Calling Sotomayor a "racist" and a "hack" on his radio show Tuesday, Limbaugh took particular issue with a 2001 speech at Berkeley during which she stated a "wise Latina woman with the richness of her experience would more often than not reach a better conclusion than a white male who hasn't lived that life."
"Here you have a racist – you might want to soften that, and you might want to say a reverse racist," Limbaugh said of that comment.
"And the [liberals] of course say that minorities cannot be racists because they don't have the power to implement their racism," he continued. "Well, those days are gone because reverse racists certainly do have the power to implement their power. Obama is the greatest living example of a reverse racist, and now he's appointed one."

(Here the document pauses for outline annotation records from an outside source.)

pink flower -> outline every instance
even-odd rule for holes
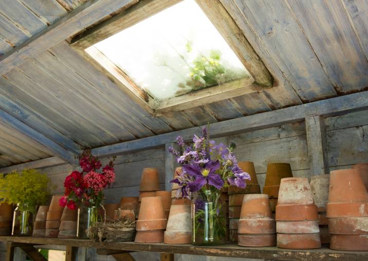
[[[64,196],[59,200],[59,205],[64,207],[66,206],[68,200],[66,198],[66,196]]]
[[[69,200],[67,205],[67,207],[68,209],[74,210],[77,208],[77,204],[73,200]]]

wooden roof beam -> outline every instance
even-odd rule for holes
[[[0,58],[0,75],[137,0],[89,0]]]

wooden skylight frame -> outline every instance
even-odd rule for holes
[[[195,2],[248,71],[251,75],[250,78],[170,98],[161,102],[159,108],[155,108],[150,105],[153,97],[97,48],[89,48],[89,54],[85,51],[95,44],[182,1],[141,0],[119,14],[74,37],[71,41],[71,45],[116,83],[131,98],[153,115],[181,111],[272,87],[273,78],[270,73],[219,0]]]

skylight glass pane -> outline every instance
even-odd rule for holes
[[[249,76],[194,0],[93,47],[159,101]]]

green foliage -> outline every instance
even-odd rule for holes
[[[19,203],[20,210],[29,210],[33,213],[37,205],[46,203],[50,189],[54,187],[46,174],[35,169],[25,169],[0,176],[2,202]]]

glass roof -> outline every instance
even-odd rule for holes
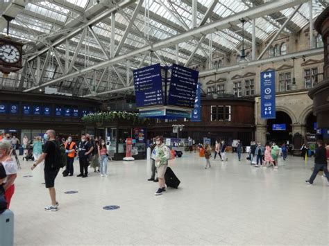
[[[102,1],[101,1],[101,2]],[[111,1],[108,3],[118,3],[120,1]],[[0,5],[0,14],[6,8],[6,5],[12,1],[5,1]],[[144,0],[140,8],[136,18],[133,21],[131,29],[124,42],[119,54],[124,55],[135,49],[141,48],[149,44],[152,44],[159,40],[165,39],[179,33],[182,33],[192,26],[192,6],[189,0]],[[197,24],[199,25],[205,16],[207,10],[210,7],[212,1],[198,0]],[[206,20],[210,23],[221,18],[225,18],[242,11],[248,10],[261,4],[262,1],[258,0],[221,0],[218,1],[214,8],[211,16]],[[303,3],[297,13],[288,23],[283,31],[285,33],[292,33],[299,31],[308,24],[310,12],[309,2]],[[313,18],[325,8],[324,5],[328,5],[328,1],[313,0]],[[85,12],[88,11],[92,19],[106,10],[104,6],[103,10],[97,8],[96,1],[94,0],[31,0],[26,1],[24,9],[18,11],[15,19],[10,24],[10,35],[24,42],[34,42],[39,49],[47,46],[49,42],[56,40],[58,35],[65,35],[67,32],[74,30],[75,28],[83,25],[86,21]],[[124,9],[119,9],[115,15],[115,49],[124,35],[126,26],[131,21],[133,13],[136,3]],[[110,6],[108,6],[108,8]],[[287,18],[292,14],[294,8],[290,8],[270,15],[266,15],[255,19],[255,35],[258,42],[266,40],[269,35],[277,30]],[[90,14],[90,13],[92,13]],[[1,24],[1,23],[0,23]],[[3,25],[1,30],[3,34],[6,33],[6,25]],[[3,26],[0,25],[0,26]],[[99,40],[96,40],[92,33],[88,31],[85,39],[82,42],[81,49],[79,51],[75,67],[84,67],[86,65],[85,57],[88,56],[88,64],[92,65],[106,60],[104,55],[98,42],[101,42],[106,52],[110,52],[111,44],[111,18],[110,17],[102,19],[95,24],[92,29]],[[209,52],[210,39],[212,42],[212,51],[218,51],[221,53],[235,52],[239,48],[242,40],[242,24],[232,25],[229,28],[217,30],[212,34],[208,34],[203,42],[196,49],[195,55],[192,59],[189,65],[201,64],[208,59]],[[244,25],[246,46],[251,46],[252,24],[248,21]],[[54,39],[53,39],[53,38]],[[77,44],[79,43],[81,34],[69,39],[69,50],[70,58],[73,56]],[[182,64],[189,60],[189,58],[196,48],[199,39],[190,39],[178,44],[179,60]],[[58,55],[64,60],[65,53],[65,44],[61,44],[56,47]],[[53,53],[51,55],[52,60],[55,60]],[[142,60],[143,55],[132,58],[130,65],[132,68],[137,68]],[[159,59],[160,58],[160,59]],[[71,59],[71,58],[70,58]],[[146,54],[144,62],[146,64],[152,62],[171,63],[176,60],[175,45],[169,45],[167,47],[157,51],[153,54]],[[54,63],[55,64],[56,62]],[[116,64],[118,67],[126,67],[124,62]],[[55,65],[53,65],[55,66]],[[126,78],[126,74],[124,69],[121,69],[120,74]],[[110,71],[110,70],[109,70]],[[46,80],[59,76],[58,69],[49,69],[45,73]],[[115,74],[113,71],[110,74]],[[109,76],[110,76],[109,73]],[[21,75],[19,75],[20,76]],[[104,76],[104,78],[107,76]],[[7,85],[8,81],[12,78],[4,79],[3,85]],[[104,79],[105,80],[105,79]],[[8,81],[7,81],[8,80]],[[65,83],[64,83],[65,85]],[[101,85],[101,87],[106,87],[107,82]],[[16,86],[16,85],[15,85]]]

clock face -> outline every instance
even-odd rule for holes
[[[0,59],[3,62],[14,64],[19,60],[21,54],[12,44],[3,44],[0,46]]]

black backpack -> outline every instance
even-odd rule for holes
[[[65,148],[62,145],[60,146],[56,141],[52,141],[55,145],[55,162],[53,168],[62,168],[66,166],[67,156],[65,154]]]

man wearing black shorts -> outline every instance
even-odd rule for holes
[[[44,139],[47,142],[42,148],[42,154],[39,159],[34,163],[31,169],[35,167],[44,160],[44,180],[46,188],[49,190],[50,197],[51,199],[51,205],[44,208],[45,211],[56,211],[58,209],[58,202],[56,202],[56,191],[55,190],[55,179],[60,169],[56,167],[56,145],[54,143],[55,131],[49,130],[44,135]]]

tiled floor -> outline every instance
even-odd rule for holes
[[[278,170],[237,159],[228,154],[228,161],[212,160],[205,170],[203,158],[185,153],[170,161],[179,188],[158,197],[157,184],[146,181],[146,161],[110,162],[108,178],[59,175],[57,212],[44,211],[49,197],[42,170],[32,172],[32,163],[24,162],[11,204],[15,245],[329,244],[329,187],[319,175],[314,186],[304,184],[312,159],[280,160]]]

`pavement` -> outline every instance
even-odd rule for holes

"She's not the brain that they're portraying her to be. She's not a constitutional jurist," Limbaugh also said, referencing a New Republic article last month in which Jeffrey Rosen, the magazines legal affairs editor, wrote that "her opinions, although competent, are viewed by former prosecutors as not especially clean or tight, and sometimes miss the forest for the trees."
"She is an affirmative action case extraordinaire, and she has put down white men in favor of Latina women," Limbaugh said.
White House press secretary Robert Gibbs defended Sotomayor's Berkeley comments Tuesday. "If you look at the context of the longer speech that she makes, I think what she says is very much common sense in terms of different experiences, different people," he said.